Remix.run Logo
trod1234 3 days ago

It is a little bit more complicated than ROCm simply not having support because ROCm has at a point claimed support, and they've had to walk it back painfully (multiple times). Its not a driver issue, nor a hardware issue on their side.

There has been a long-standing issue between AMD and its mainboard manufacturers. The issue has to do with features required for ROCm, namely PCIe Atomics. AMD has been unable or unwilling to hold the mainboard manufacturers to account for advertising features the mainboard does not support.

The CPU itself must support this feature, but the mainboard must as well (in firmware).

One of the reasons why ROCm hasn't worked in the past is because the mainboard manufacturers have claimed and advertised support for PCIe Atomics, and the support they've claimed has been shown to be false, and the software fails in non-deterministic ways when tested. This is nightmare fuel for the few AMD engineers tasked with ROCm.

PCIe Atomics requires non-translated direct IO to operate correctly, and in order to support the same CPU models from multiple generations they've translated these IO lines in firmware.

This has left most people that query their system to check this showing PCIAtomics is supported, while when actual tests that rely on that support are done they fail, in chaotic ways. There is no technical specification or advertising that the mainboard manufacturers provide showing whether this is supported. Even the boards with multiple x16 slots and the many technologies related to it such as Crossfire/SLI/mGPU brandings these don't necessarily show whether PCIAtomics is properly supported.

In other words, the CPU is supported, the firmware/mainboard fail with no way to differentiate between the two at the upper layers of abstraction.

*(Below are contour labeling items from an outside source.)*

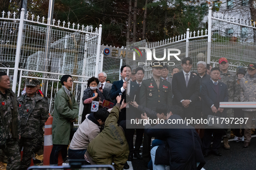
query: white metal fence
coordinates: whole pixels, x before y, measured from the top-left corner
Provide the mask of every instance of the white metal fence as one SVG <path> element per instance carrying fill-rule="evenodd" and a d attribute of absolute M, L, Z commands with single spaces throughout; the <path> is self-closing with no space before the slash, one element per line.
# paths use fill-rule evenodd
<path fill-rule="evenodd" d="M 97 75 L 99 69 L 101 25 L 94 28 L 54 19 L 50 24 L 44 17 L 28 12 L 24 15 L 24 11 L 22 9 L 20 19 L 15 12 L 2 13 L 0 71 L 6 72 L 12 78 L 13 91 L 18 96 L 26 79 L 42 81 L 51 113 L 55 94 L 62 86 L 59 82 L 61 76 L 71 75 L 72 92 L 81 106 L 81 93 L 87 80 Z M 80 120 L 80 116 L 78 118 Z"/>

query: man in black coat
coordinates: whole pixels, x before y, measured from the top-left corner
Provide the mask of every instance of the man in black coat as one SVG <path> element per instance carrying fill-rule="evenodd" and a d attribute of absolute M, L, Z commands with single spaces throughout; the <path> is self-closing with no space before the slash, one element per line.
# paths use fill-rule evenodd
<path fill-rule="evenodd" d="M 207 119 L 208 115 L 225 117 L 226 109 L 220 108 L 220 102 L 228 101 L 228 92 L 227 85 L 219 81 L 220 70 L 217 67 L 213 68 L 211 70 L 211 79 L 203 85 L 202 97 L 204 104 L 203 106 L 203 114 L 204 118 Z M 222 120 L 219 120 L 219 123 Z M 211 127 L 208 127 L 211 128 Z M 221 137 L 225 131 L 222 129 L 206 129 L 203 139 L 204 156 L 208 156 L 211 151 L 211 135 L 213 133 L 214 141 L 211 150 L 217 156 L 221 156 L 218 149 L 220 147 Z"/>
<path fill-rule="evenodd" d="M 145 126 L 146 134 L 166 142 L 151 150 L 153 169 L 165 170 L 165 165 L 170 165 L 170 170 L 196 170 L 197 165 L 197 169 L 201 169 L 205 161 L 198 134 L 189 124 L 178 123 L 182 120 L 180 115 L 183 112 L 180 107 L 172 106 L 167 112 L 167 120 L 163 123 L 152 127 L 146 122 Z M 142 115 L 141 118 L 144 120 L 148 119 L 146 114 Z M 197 163 L 201 164 L 198 165 Z"/>
<path fill-rule="evenodd" d="M 191 58 L 184 58 L 181 61 L 182 71 L 173 75 L 173 104 L 182 107 L 185 117 L 191 118 L 195 114 L 195 104 L 199 96 L 200 84 L 198 76 L 191 74 L 192 61 Z"/>

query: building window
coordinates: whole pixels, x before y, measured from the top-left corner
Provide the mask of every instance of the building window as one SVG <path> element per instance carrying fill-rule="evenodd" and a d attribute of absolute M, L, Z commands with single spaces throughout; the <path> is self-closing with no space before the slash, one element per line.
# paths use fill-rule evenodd
<path fill-rule="evenodd" d="M 249 0 L 242 0 L 241 4 L 242 6 L 248 6 L 249 4 Z"/>
<path fill-rule="evenodd" d="M 248 36 L 248 28 L 247 27 L 241 27 L 241 38 L 245 38 Z"/>
<path fill-rule="evenodd" d="M 234 6 L 233 3 L 233 0 L 228 0 L 227 3 L 227 9 L 230 9 Z"/>
<path fill-rule="evenodd" d="M 226 29 L 226 36 L 231 37 L 233 35 L 233 29 L 232 28 Z"/>

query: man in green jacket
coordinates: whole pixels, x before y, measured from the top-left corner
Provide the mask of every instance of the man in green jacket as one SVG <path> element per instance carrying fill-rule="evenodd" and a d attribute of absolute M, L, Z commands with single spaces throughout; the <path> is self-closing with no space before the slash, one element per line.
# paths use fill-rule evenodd
<path fill-rule="evenodd" d="M 126 104 L 123 102 L 120 107 L 121 97 L 117 96 L 116 99 L 117 103 L 107 118 L 104 129 L 89 144 L 85 157 L 92 164 L 114 162 L 115 169 L 119 170 L 123 169 L 128 159 L 129 148 L 123 129 L 125 128 L 117 124 L 120 108 Z"/>
<path fill-rule="evenodd" d="M 73 122 L 78 115 L 78 104 L 71 91 L 73 81 L 70 75 L 65 75 L 61 79 L 62 88 L 56 95 L 52 121 L 52 144 L 50 156 L 50 164 L 58 165 L 58 153 L 61 151 L 63 161 L 67 161 L 68 146 Z"/>
<path fill-rule="evenodd" d="M 8 157 L 6 170 L 18 170 L 20 154 L 18 141 L 20 137 L 19 103 L 10 89 L 10 79 L 0 72 L 0 149 Z"/>

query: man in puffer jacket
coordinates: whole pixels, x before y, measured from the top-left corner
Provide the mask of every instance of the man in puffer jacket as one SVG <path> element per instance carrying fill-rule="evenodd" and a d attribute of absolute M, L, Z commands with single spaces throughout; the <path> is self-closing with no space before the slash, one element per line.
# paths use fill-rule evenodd
<path fill-rule="evenodd" d="M 91 164 L 111 164 L 117 170 L 123 170 L 128 159 L 129 149 L 124 129 L 117 124 L 121 98 L 117 97 L 116 104 L 105 122 L 104 129 L 88 145 L 85 158 Z M 125 106 L 124 106 L 125 107 Z"/>
<path fill-rule="evenodd" d="M 240 80 L 240 101 L 256 101 L 256 64 L 249 64 L 248 73 Z M 251 125 L 253 114 L 256 113 L 256 109 L 243 109 L 244 111 L 244 145 L 243 148 L 248 148 L 252 138 Z M 248 118 L 248 120 L 245 118 Z"/>

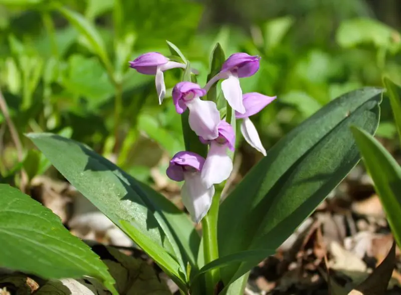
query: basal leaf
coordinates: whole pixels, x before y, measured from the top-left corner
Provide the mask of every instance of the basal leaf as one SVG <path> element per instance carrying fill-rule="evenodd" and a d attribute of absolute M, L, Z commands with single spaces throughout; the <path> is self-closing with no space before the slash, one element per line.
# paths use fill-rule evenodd
<path fill-rule="evenodd" d="M 249 250 L 221 257 L 208 263 L 200 268 L 192 279 L 195 279 L 198 275 L 212 269 L 221 268 L 234 263 L 248 260 L 252 261 L 254 261 L 255 260 L 260 261 L 262 261 L 268 256 L 274 254 L 275 251 L 275 249 Z"/>
<path fill-rule="evenodd" d="M 163 254 L 175 257 L 182 269 L 187 262 L 194 263 L 196 253 L 191 249 L 197 251 L 197 247 L 187 243 L 190 240 L 198 246 L 199 236 L 194 234 L 187 216 L 164 197 L 82 144 L 49 133 L 28 136 L 54 166 L 117 226 L 125 230 L 121 220 L 129 222 L 140 233 L 137 237 L 145 236 L 164 248 Z"/>
<path fill-rule="evenodd" d="M 93 276 L 117 294 L 107 267 L 50 209 L 0 184 L 0 266 L 46 278 Z"/>
<path fill-rule="evenodd" d="M 398 244 L 401 245 L 401 167 L 370 134 L 355 127 L 352 130 L 394 236 Z"/>
<path fill-rule="evenodd" d="M 359 160 L 349 125 L 374 132 L 381 92 L 366 88 L 340 97 L 269 151 L 221 206 L 220 256 L 274 249 L 291 234 Z M 225 282 L 252 267 L 240 266 L 224 269 Z"/>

All in all. You shouldn't be blaming AMD for this. You should be blaming the three mainboard manufacturers who chose to do this. Some of these manufacturers have upper end boards where they actually did do this right they just chose to not do this for any current gen mainboard costing less than ~$300-500.

fancyfredbot 3 days ago | parent | next [-]

Look, this sounds like a frustrating nightmare, but the way it seems to us consumers is that AMD chose to rely on poorly implemented and supported technology, and Nvidia didn't. I can't blame AMD for the poor support by motherboards manufacturers but I can and will blame AMD for relying on it.

trod1234 3 days ago | parent [-]

While we won't know for sure, unless someone from AMD comments on this; in fairness there may not have been any other way.

Nvidia has a large number of GPU related patents.

The fact that AMD chose to design their system this way, in such a roundabout and brittle manner, which is contrary to how engineer's approach things, may have been a direct result of being unable to design such systems any other way because of broad patents tied to the interface/GPU.

fancyfredbot 3 days ago | parent [-]

I feel like this issue is to at least some extent a red herring. Even accepting that ROCm doesn't work on some motherboards, this can't explain why so few of AMD's GPUs have official ROCm support.

I notice that at one point there was a ROCm release which said it didn't require atomics for gfx9 GPUs, but the requirement was reintroduced in a later version of ROCm. Not sure what happened there but this seems to suggest AMD might have had a workaround at some point (though possibly it didn't work).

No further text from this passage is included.